I have heard it said of the doctor, academic and human rights advocate, Paul Farmer, that he would regularly re-allocate hospital resources from Boston to his very needy patients in Haiti. He used to raid the drug stocks of a Boston hospital, stuff them in his suitcase and fly them back to his patients in Haiti. I have no idea if the story is true or not. It does mark, however, one of the great traditions of medicine. The role of a doctor is to advocate vigorously for the health (and often social) needs of the patient. The patient actually in front of them. The one in need. Because, if your doctor will not advocate for your health needs, who will? This is why all the great TV hospital dramas show a clash between the doctor and the hospital administrator. Administrators ration. Doctors treat. The doctor goes all out to save little Jenny, against all odds. The surly hospital administrator stands in front of the operating room, hand outstretched and declares (Pythonesque): “None shall pass.”

Under the current NHS system of clinical commissioning groups, there are family doctors who are simultaneously trying to make rational decisions about the allocation of limited resources to a population, and trying to be the best health advocates for the patient in front of them. That screams conflict of interest. If you live in the catchment area of the RCCG and want my advice, check out which doctors are part of the RCCG. If your doctor is one of them, change doctor immediately. Treating you, advocating for your health interests is what you need and should want. Unfortunately, if she is part of the RCCG when she is treating you, you are not her principal concern. Run(!) assuming of course that you don’t need knee surgery.

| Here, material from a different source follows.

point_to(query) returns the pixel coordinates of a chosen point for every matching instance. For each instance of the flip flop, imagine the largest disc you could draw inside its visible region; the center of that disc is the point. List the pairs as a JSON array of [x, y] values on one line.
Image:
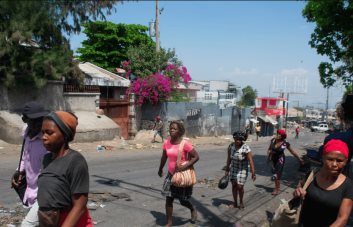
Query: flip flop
[[274, 193], [233, 206], [193, 216]]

Should smokers and overweight people receive knee surgery? Let’s start with smokers. Why would you not want to treat a smoker? It is difficult to come up with arguments that are not so outrageous that they are embarrassing to make. But I won’t let personal embarrassment get in the way of stating the top two silly arguments that came to mind:

Smoking is a disgusting habit and anyone who smokes deserves all the pain they get?
Smokers won’t live as long as non-smokers, so the investment in surgery to reduce pain and improve mobility in smokers will not have the net benefits to society as the same investment in non-smokers.

The arguments for restricting the surgery to people who are not overweight are similarly cringe-worthy. There are also clinical reasons for prioritising the overweight. The load on joints resulting from increased weight creates greater wear-and-tear and, the broader inflammatory processes that obesity triggers also seem to increase the risks of osteoarthritis — affecting hands as well as knees. [See for example, here and here].

I can’t find the RCCG’s arguments for restricting access to knee surgery for smokers and people who are overweight, but prima facie it looks a lot like a variant of victim blaming.

Full disclosure. I am all for the rational allocation of resources. I think smoking is a disgusting habit. I am overweight and trying to do something about it. I also think that the arguments for resource allocation need to be more explicit about the social values upon which they are often implicitly based.